UC Berkeley

Upland humid tropical forest soils experience fluctuations in oxygen (O2) availability and redox potential as a consequence of high rainfall, clay content, and respiration rates. Research in wetland ecosystems suggests that spatial and temporal variation in redox reactions strongly affect the biogeochemical cycling of carbon (C) and nitrogen (N). Here, I explored the impact of soil redox dynamics on decomposition and soil-atmosphere greenhouse gas fluxes in humid tropical ecosystems of the Luquillo Experimental Forest (LEF), Puerto Rico. Traditional theory and ecosystem models predict that elevated soil moisture leads to O2 limitation, constraining the enzymatic processes that mediate organic matter decomposition, and promoting the accumulation of soil C. Testing these hypotheses in upland humid tropical soils revealed the need for a more nuanced conceptual framework. In short: variation in moisture alone did not determine redox dynamics, hydrolytic enzymes activities persisted under reducing conditions, and redox fluctuations promoted decomposition on short (days) and long-term (decades) timescales.

In Chapter One, I showed a relative decoupling between the temporal dynamics of soil moisture, soil redox reactions, and greenhouse gas fluxes over scales of days to weeks, using a field moisture manipulation experiment. Anaerobic biogeochemical processes such as iron (Fe) reduction and methanogenesis co-occurred in proximity to a well-aerated soil atmosphere and were little affected by fluctuations in soil moisture. Instead, redox reactions and gas fluxes appeared to vary constitutively according to differences in microtopography. In Chapter Two, I further explored relationships between reducing conditions and organic matter decomposition, by analyzing extracellular hydrolytic enzyme activities within and among sites differing in topography and rainfall. The enzymatic latch hypothesis proposes that reducing conditions inhibit hydrolytic enzymes via an accumulation of phenolic substances. I found little evidence for an enzymatic latch, and instead documented a strong positive relationship between reducing conditions, using reduced Fe (Fe(II)) as a proxy, and hydrolytic enzyme activities in a subset of sites. Furthermore, enzyme activities generally did not decline in an anaerobic incubation relative to aerobic controls. The assumption that reducing conditions constrain the decomposition activities of hydrolytic enzymes does not appear generally applicable in humid tropical forests.

Next, in Chapter Three I examined the influence of temporal redox fluctuations on decomposition. Anaerobic conditions by definition limit the activity of oxidative enzymes, which require O2. The redox cycling of Fe, however, can potentially generate reactive oxygen species that mimic the function of oxidative enzymes. We demonstrated that concentrations of Fe(II) explained most of the variation in phenol oxidative activity within and among several sites in the LEF. Furthermore, Fe(II) oxidation stimulated short-term respiration, likely via a pH-mediated increase in dissolved organic C. Thus, stimulatory effects of redox fluctuations on oxidative decomposition processes might partially counteract short-term effects of O2 limitation.

Finally, in Chapter Four I examined the overall impact of reducing conditions in comparison with other variables as they related to spatial patterns in soil C concentrations and turnover across the LEF. Soil C increased with Fe(II), an index of reducing conditions, but C tended to decline with increasing concentrations of reducible Fe oxides.

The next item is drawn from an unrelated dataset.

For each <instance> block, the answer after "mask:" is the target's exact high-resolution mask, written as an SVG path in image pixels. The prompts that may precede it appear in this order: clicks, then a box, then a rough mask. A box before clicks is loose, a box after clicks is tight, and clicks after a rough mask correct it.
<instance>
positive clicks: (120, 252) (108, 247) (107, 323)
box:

Furthermore, the residence time of mineral-associated C (modeled using measurements of bomb radiocarbon) declined with Fe(II) concentrations. Together, the findings from these studies suggest a complex relationship between moisture, redox dynamics, and decomposition. First, short-term fluctuations in rainfall may have little overall impact on redox dynamics and the overall decomposition process, but longer-term differences in moisture among sites are associated with characteristic differences in redox reactions and greenhouse gas fluxes. Second, portions of the decomposition process mediated by hydrolytic enzymes appear resistant to periodic O2 deprivation and chronic reducing conditions, as well as the accumulation of phenolic substances. Third, redox cycling may give rise to important emergent mechanisms not evident under static aerobic conditions, mediated by coupled biotic and abiotic reactions with Fe oxides. Fourth, reducing conditions are associated with elevated soil C concentrations at the landscape scale, although the presence of reducible Fe oxides constrains C accumulation, and redox cycling might accelerate the turnover of mineral C over decadal scales. Together, these findings have implications for understanding the biogeochemical function of humid tropical soils, and their response to altered precipitation regimes and feedbacks to climate change. Two mechanisms thought to underlie the persistence of C in soils--reducing conditions induced by high soil moisture and the presence of reactive Fe minerals--may actually play unexpected roles in the decomposition of soil organic matter, a finding with potentially broad application across terrestrial and aquatic ecosystems.